Presumably the Royalists didn’t employ any of The Diggers, otherwise known as The Levellers, in the construction of Sandal Castle’s English Civil War defensive earthworks because The Diggers were a radical Puritan group keen to claim common land on behalf of the people.

earthworks

Earthworks

earthworks

I’ve added a few more figures to my illustration of constructing defensive earthworks at Sandal Castle and now I’m adding flat colours, using a vector brush in Adobe Fresco and the paint-bucket tool to fill in larger areas. I can see why people find colouring relaxing.

I was going to go for red for the cavalier directing operations but I discovered that Cromwell’s New Model Army was issued with red shirts, so I’ve gone for blue instead.

Bastion

constructing defences

As a contrast to my detailed aerial view of Sandal Castle, I want quite lively, smaller drawings to dot around the spread to illustrate aspects of its history. I’m starting in the south-east corner with the gun emplacement constructed by the Royalists during the English Civil War. By then, with the introduction of artillery, the medieval stone walls were old technology.

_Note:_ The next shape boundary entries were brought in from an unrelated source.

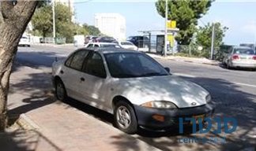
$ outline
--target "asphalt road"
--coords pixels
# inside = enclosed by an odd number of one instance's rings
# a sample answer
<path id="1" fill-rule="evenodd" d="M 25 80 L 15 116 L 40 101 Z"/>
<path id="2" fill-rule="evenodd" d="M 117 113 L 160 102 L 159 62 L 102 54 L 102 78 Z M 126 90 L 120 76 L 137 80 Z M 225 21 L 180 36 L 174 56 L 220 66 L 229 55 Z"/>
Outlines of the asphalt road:
<path id="1" fill-rule="evenodd" d="M 34 68 L 44 68 L 50 71 L 55 57 L 65 57 L 75 48 L 32 46 L 31 48 L 19 47 L 17 61 Z M 141 139 L 163 150 L 176 149 L 230 149 L 237 150 L 255 147 L 256 140 L 256 72 L 250 70 L 228 70 L 221 66 L 157 59 L 164 66 L 169 67 L 171 73 L 193 81 L 205 87 L 212 94 L 216 104 L 216 116 L 234 117 L 238 127 L 232 134 L 175 134 L 177 130 L 164 133 L 140 131 L 135 138 Z M 74 107 L 78 105 L 74 105 Z M 79 107 L 78 107 L 79 108 Z M 82 109 L 80 109 L 82 110 Z M 92 109 L 93 110 L 93 109 Z M 86 111 L 85 111 L 86 112 Z M 90 114 L 92 112 L 89 112 Z M 93 114 L 93 112 L 92 113 Z M 111 123 L 107 117 L 100 117 Z M 104 120 L 105 119 L 105 120 Z M 225 137 L 225 143 L 184 143 L 179 140 L 184 138 Z"/>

Cannon ball-proof earthworks were needed.

Unfortunately the cannon needed to complete the defences never arrived.

My swaggering cavalier directing his team of barrow boys is drawn directly from a detail in an engraving by Henrik Rusc, The Strengthening of Strongholds, dated 1645. I’ve used the ‘Blotty Ink’ virtual pen in Fresco, which matches the style of the engraving. Examining Rusc’s drawing so closely, I’m impressed with the way he could evoke character with just a few lines. The wheelbarrows themselves look as if they’ve had a history and repeated figures of the labourers in a broken rhythm give a sense of movement and suggest the hard work that was involved.

Final Touches

Sandal Castle
car park

The cars in the car park were the final details that I added to my Sandal Castle illustration. The car park looked too empty without them but I tried to draw them fairly sketchily so as not to distract attention from the main subject, the castle ruins. Also included a few visitors – dog walkers and a lone pushchair pusher – in the positions they were in when I took my reference photographs.

The advantage of having drawn this in Adobe Fresco is that if I change my mind about the figures and cars, I can delete them and redraw them as I like because they’re on a separate layer.

Ruins

Ruins

I’ve been working on this illustration as if it was a jigsaw, making a point of going around the edges of the Sandal Castle site, drawing the trees and hedges before turning my attention to the centre. This afternoon I’ve made a start on finishing off the centre by redrawing the ruins of the Great Hall. That’s working pretty much as I imagined it, although I think that it now needs a suggestion of a shadow, to look more three-dimensional.

Sandal Castle is rarely this lonely, so I also need to add those cars, dog walkers and visitors. And perhaps a table or two outside the cafe.